Chama atenção que, nos últimos 10 anos, tivemos nove acidentes com petróleo. Pode parecer pouco, mas as consequências são imensuráveis para a biodiversidade marinha. No bloco exploratório de petróleo e gás FZA-M–59, em caso de algum acidente na perfuração, a resposta mais próxima está há 43 horas de distância. São praticamente dois dias de vazamento de petróleo sem contenção, com óleo indo em direção ao mar, em uma região com corais e biodiversidade sensível. As lideranças indígenas da região, a partir do conhecimento ancestral, afirmam que a dinâmica das marés pode trazer óleo para dentro das comunidades. Para além do impacto ambiental, o governo brasileiro não precisa fomentar impacto social e insegurança alimentar.
A exploração de petróleo é uma ameaça desastrosa que pode abrir uma ferida profunda nos lençóis freáticos, contaminando a fonte vital da vida e deixando cicatrizes irreparáveis na saúde humana. Devido à exposição de produtos químicos presentes no petróleo, o contato humano pode gerar problemas de intoxicação e danos ao fígado e rins.
“Considerando os motivos expostos na Nota Técnica, as organizações que subscrevem sustentam que o IBAMA não emita a licença de operação no Processo n.º 02022.000336/2014-53, para atividades de exploração de petróleo e gás no bloco FZA-M-59”, em ofício enviado ao governo, assinado por mais de 80 organizações de povos indígenas, quilombolas, extrativistas e populações tradicionais.
A Petrobras, em vez de explorar mais uma região da Amazônia, deve seguir o caminho para uma transição energética justa, contribuindo com as metas traçadas nas cúpulas do clima. E o governo deve alinhar o discurso com a prática, principalmente no tocante à região amazônica.
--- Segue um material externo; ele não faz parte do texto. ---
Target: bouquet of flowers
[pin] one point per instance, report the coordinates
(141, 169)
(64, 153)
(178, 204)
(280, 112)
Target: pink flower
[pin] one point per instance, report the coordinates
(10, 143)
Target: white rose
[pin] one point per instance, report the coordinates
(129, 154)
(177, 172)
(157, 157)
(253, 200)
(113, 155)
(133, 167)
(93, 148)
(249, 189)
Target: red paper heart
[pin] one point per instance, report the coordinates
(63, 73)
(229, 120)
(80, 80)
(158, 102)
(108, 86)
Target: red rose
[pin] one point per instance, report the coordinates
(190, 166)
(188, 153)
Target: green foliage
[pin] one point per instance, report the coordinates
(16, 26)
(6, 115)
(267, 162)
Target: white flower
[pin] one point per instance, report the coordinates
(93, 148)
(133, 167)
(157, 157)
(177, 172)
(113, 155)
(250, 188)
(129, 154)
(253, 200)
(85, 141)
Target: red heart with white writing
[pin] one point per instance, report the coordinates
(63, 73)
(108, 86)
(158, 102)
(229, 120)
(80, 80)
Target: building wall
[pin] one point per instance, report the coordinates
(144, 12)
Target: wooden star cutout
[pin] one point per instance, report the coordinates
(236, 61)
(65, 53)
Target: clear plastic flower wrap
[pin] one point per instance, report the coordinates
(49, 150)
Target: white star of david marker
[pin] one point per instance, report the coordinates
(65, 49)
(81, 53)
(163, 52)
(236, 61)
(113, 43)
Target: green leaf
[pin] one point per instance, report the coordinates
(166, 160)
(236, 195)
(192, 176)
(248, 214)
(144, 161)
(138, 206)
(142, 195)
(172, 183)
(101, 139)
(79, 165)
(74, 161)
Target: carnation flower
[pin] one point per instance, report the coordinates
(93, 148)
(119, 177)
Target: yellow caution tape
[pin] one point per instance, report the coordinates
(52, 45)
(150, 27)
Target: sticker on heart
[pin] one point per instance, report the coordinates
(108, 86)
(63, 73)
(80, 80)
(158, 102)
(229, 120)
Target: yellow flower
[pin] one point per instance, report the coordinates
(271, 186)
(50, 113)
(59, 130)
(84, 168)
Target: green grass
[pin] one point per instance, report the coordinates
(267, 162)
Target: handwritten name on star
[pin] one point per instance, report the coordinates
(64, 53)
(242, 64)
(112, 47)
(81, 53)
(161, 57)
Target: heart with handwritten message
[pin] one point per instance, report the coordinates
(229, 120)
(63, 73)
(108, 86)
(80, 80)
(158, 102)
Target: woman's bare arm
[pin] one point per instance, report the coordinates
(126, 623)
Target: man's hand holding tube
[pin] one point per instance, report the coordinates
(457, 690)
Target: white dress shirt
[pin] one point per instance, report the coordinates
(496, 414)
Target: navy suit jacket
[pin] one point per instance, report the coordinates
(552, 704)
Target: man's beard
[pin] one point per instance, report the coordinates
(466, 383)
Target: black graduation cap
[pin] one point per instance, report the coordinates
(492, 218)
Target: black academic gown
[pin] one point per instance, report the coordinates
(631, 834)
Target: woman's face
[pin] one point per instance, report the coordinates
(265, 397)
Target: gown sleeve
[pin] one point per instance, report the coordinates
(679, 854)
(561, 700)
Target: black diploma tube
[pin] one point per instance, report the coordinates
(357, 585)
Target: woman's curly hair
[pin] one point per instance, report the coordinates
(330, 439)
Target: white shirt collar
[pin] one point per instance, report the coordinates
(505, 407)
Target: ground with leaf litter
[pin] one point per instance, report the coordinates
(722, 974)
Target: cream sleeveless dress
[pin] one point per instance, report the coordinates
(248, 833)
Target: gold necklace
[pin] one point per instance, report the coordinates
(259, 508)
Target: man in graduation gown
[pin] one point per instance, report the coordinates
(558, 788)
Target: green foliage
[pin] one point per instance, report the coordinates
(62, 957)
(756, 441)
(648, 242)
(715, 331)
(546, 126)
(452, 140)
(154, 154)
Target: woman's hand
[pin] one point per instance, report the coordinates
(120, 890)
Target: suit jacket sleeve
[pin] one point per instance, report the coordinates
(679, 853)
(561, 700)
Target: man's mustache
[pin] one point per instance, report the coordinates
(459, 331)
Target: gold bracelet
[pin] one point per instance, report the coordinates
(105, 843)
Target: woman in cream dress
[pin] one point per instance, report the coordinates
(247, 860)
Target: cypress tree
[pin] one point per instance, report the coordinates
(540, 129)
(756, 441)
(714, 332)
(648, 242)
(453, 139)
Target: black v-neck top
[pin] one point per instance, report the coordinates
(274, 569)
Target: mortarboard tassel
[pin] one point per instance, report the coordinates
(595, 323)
É uma realidade muito dura para nós, povos indígenas, que defendemos territórios com nossas vidas e prestamos um serviço climático para todo o planeta, perceber que mais uma vez somos silenciados e desrespeitados em decisões que nos afetam diretamente.
Defendemos uma política de transição energética justa e que não reforce o racismo ambiental que povos indígenas, comunidades extrativistas, ribeirinhos e comunidades tradicionais sofrem em consequência da crise climática. Sendo nós, guardiões de nossas florestas e protegendo esses territórios com nossas próprias vidas, é inevitável que sejamos contra toda forma “exploratória” que beneficia poucos em detrimento a miséria de muitos.
Não haverá justiça climática com a continuação de práticas que impulsionam o aumento da temperatura do planeta. Nós, indígenas dos mais diversos povos, somos contra o discurso de desenvolvimento limpo que continua gerando violência contra a mãe terra e seus protetores.